7. Der Verwaltungsgerichtshof hat insoweit auch darauf hingewiesen, dass selbst eine ausdrücklich vereinbarte Befugnis des Beschäftigten, bereits zugesagte Arbeitseinsätze jederzeit nach Gutdünken sanktionslos ablehnen zu können, im Verdacht stünde, ein „Scheingeschäft“ zu sein, wenn eine solche Vereinbarung mit den objektiven Anforderungen der Unternehmensorganisation nicht in Einklang zu bringen wäre (vgl. §§ 539 und 539a ASVG).
B) Präsenter Arbeitskräftepool:
8. Anders wäre ein Sachverhalt aber z. B. dann zu beurteilen, wenn der Dienstgeber einfache Aushilfsarbeiten derart organisiert, dass für deren Durchführung jederzeit mehrere abrufbare Arbeitskräfte zur Verfügung stehen („präsenter Arbeitskräftepool“), und es ihm - nicht zuletzt wegen der Einfachheit der Arbeiten - gleichgültig ist, von welcher - gleichwertigen -Arbeitskraft aus dem potenziell zur Verfügung stehenden Kreis er die Arbeiten verrichten lässt.
9. Steht dem Dienstgeber die Möglichkeit offen, im Falle der (jederzeit möglichen) Absage der von ihm in Aussicht genommenen Person aus dem „Pool“ sofort die jeweils nächste Arbeitskraft abzurufen und stehen genügend Arbeitskräfte zur Verfügung, dann könnte der einzelne Teilnehmer am „Pool“, mit dem dies vereinbart wurde oder dem dies bekannt ist, tatsächlich in Übereinstimmung mit dem Vereinbarten davon ausgehen, einzelne Arbeitsleistungen jederzeit nach Gutdünken sanktionslos ablehnen zu dürfen (vgl.

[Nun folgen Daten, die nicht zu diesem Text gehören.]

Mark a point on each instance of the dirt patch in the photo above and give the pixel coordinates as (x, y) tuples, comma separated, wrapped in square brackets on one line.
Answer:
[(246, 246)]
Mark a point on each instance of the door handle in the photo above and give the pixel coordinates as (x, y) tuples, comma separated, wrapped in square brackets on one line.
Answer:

VwGH 11.4.2018, Ra 2017/08/0099 bis 0103 = WPA 15/2018, Artikel Nr. 394/2018, mwN).
C) Hier lagen echte Dienstverhältnisse vor:
10. Im hier zu beurteilenden Fall waren die Zusteller, sobald von ihnen nach einer Kontaktaufnahme durch den Auftraggeber (Arbeitgeber) die Übernahme eines Dienstes zugesagt wurde, nach den wahren Verhältnissen zur Leistung verpflichtet gewesen.
11. Ein „präsenter Arbeitskräftepool“ im Sinn der Judikatur des Verwaltungsgerichtshofs hat beim Auftraggeber/Arbeitgeber nicht bestanden.
12. Ein „sanktionsloses Ablehnungsrecht“ war mit der Unternehmensorganisation des Auftraggebers nicht vereinbar gewesen und ist den Zustellern nach den wahren wirtschaftlichen Verhältnissen nicht zugestanden.